"Digne du café du commerce": les avocats de Cédric Jubillar veulent saisir le Conseil supérieur de la magistrature contre le procureur

Cédric Jubillar le 12 juin 2021 lors d'une marche blanche organisée à Albi en souvenir de son épouse - Fred SCHEIBER © 2019 AFP
Cinq jours après la mise en examen de Cédric Jubillar, ses avocats passent à l'offensive. Dans une interview accordée au quotidien La Dépêche ce jeudi, son avocat d'origine Jean-Baptiste Alary et deux nouveaux pénalistes toulousains, Me Emmanuelle Franck et Me Alexandre Martin, s'en prennent directement au procureur de Toulouse, Dominique Alzéari. Ils dénoncent des propos contraires à la déontologie tenus lors de la conférence de presse sur la mise en examen de leur client. En conséquence, ils annoncent vouloir saisir le Conseil supérieur de la magistrature. Mais ce recours est, pour l'heure, impossible.
"Cédric Jubillar avait un comportement adapté à la situation"
Mercredi, les avocats ont fait appel du placement en détention provisoire de Cédric Jubillar. Selon eux, le comportement et le profil de leur client, par ailleurs père de deux enfants, Louis (6 ans) et Elyah (18 mois), ne correspondent pas à celui d'une privation de liberté:
Dans la nuit de la disparition, aux alentours de 4 heures, "Cédric Jubillar avait un comportement adapté à la situation, adressant des messages d'inquiétude à des proches, appelant les gendarmes et étant décrit par des témoins comme étant affolé et inquiet. Il a appelé sa femme plusieurs dizaines de fois", rappellent-ils.

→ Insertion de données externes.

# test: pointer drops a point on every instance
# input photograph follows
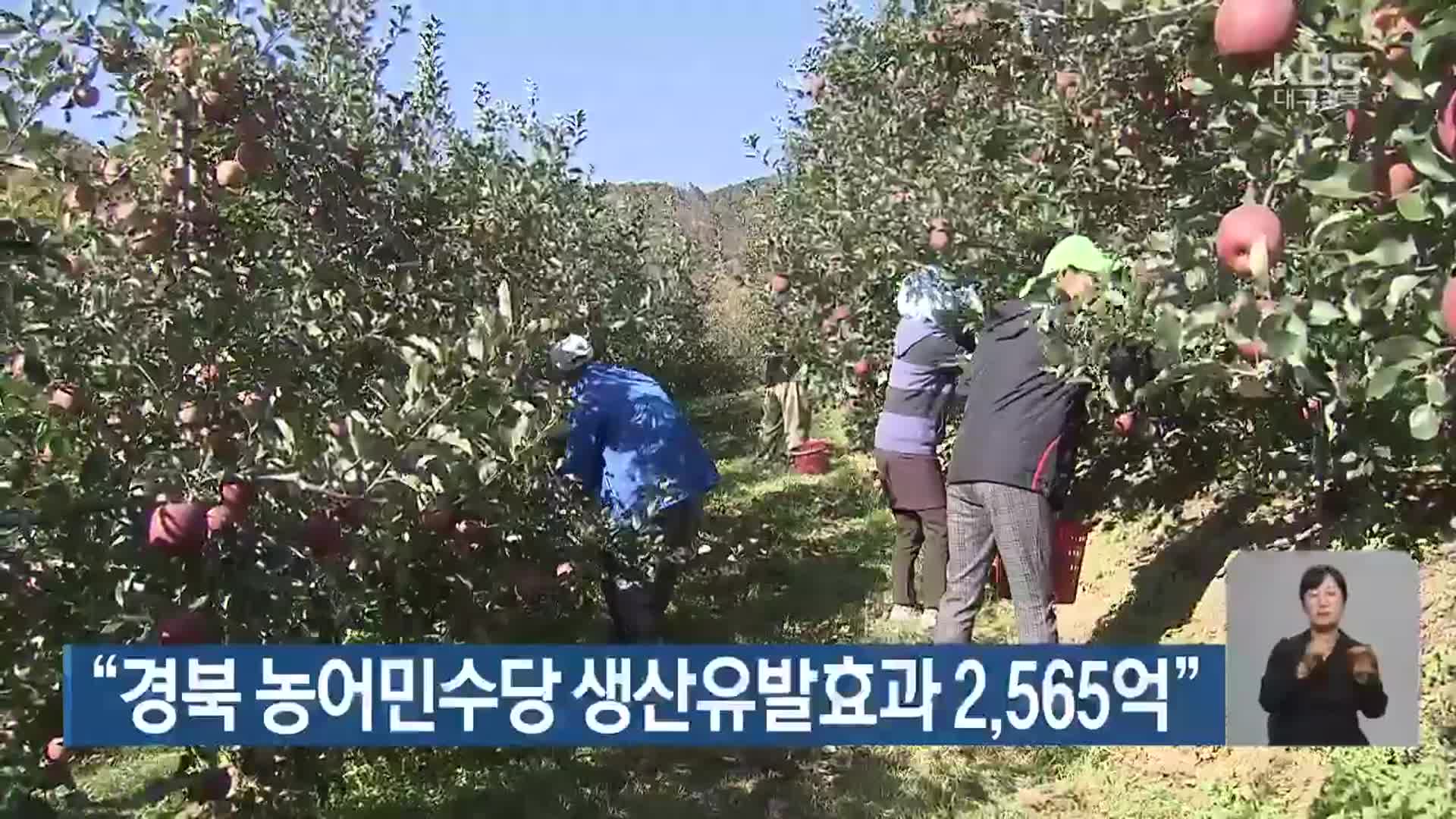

De son côté, le procureur a estimé justement que son comportement était suspect. D'après la téléphonie, Cédric Jubillar a contacté les gendarmes 16 minutes après s'être rendu compte de la disparition de sa femme, soit un laps de temps réduit. Entre le moment où il se réveille et celui où les gendarmes arrivent au domicile, il effectue, selon les informations issues du podomètre de son téléphone, l'équivalent de 40 pas. Une activité physique très modérée, alors qu'il recherchait sa femme.
Par ailleurs, "le contexte de séparation très conflictuel" dans lequel se trouvait le couple, donnait lieu à de fréquentes disputes, pourrait, selon le procureur, relever "presque de l'ordre du mobile".
De simples suppositions, selon les avocats, qui dénoncent les charges retenues contre lui:
"L'accusation considère que cette femme a été victime d'un homicide. C'est partir d'un postulat que cette femme serait morte. Or, à ce stade, aucun élément de scène de crime n'a été établi. Pas de traces de lutte, pas de traces de sang", soulignent-ils.
"Un propos digne du café du commerce"
La défense déplore aussi une conférence de presse à charge, où le magistrat a tout fait pour présenter le mari de l'infirmière disparue comme responsable, avec "des informations biaisées, parcellaires et parfois mensongères."
"Dans un propos digne du café du commerce, Monsieur le procureur a présenté à la France entière Cédric Jubillar comme un coupable. C'est une charge inadmissible, une conférence de presse scandaleuse en violation des règles de droit et de la déontologie", dénoncent-ils.
Ces derniers font notamment référence aux propos de Dominique Alzéari tenus sur la lessive lancée par Cédric Jubillar le soir de la disparition. "Ce n'est pas la première chose à laquelle on pense quand votre femme a disparu", avait souligné le procureur, pointant un contexte "incongru" alors que "l'état de l'habitation était négligé".
Une hypothétique saisine
Me Alary, Me Franck et Me Martin annoncent donc leur intention de "saisir le Conseil supérieur de la magistrature (CSM) pour dénoncer cette situation." Il s'agit d'une procédure disciplinaire visant à dénoncer l'action d'un magistrat et qui peut aboutir à des sanctions à l'encontre de ce dernier.
Toutefois, une saisine du CSM ne peut être lancée contre un magistrat en charge d'un dossier. Une plainte peut effectivement être déposée, mais elle sera systématiquement déclarée irrecevable, d'après les statuts du CSM:
"La plainte ne peut être dirigée contre le parquet qui demeure saisi ou en charge de la procédure", confirme à BFMTV.com le secrétariat général du Conseil supérieur de la magistrature.
C'est seulement une fois l'affaire close -c'est-à-dire à l'issue d'un hypothétique procès- que la plainte pourrait être étudiée. Menacer de saisir l'institution relève donc, avant tout, d'une stratégie de défense. "C’est la première fois que je vois ça", nous glisse-t-on du côté du Syndicat de la Magistrature.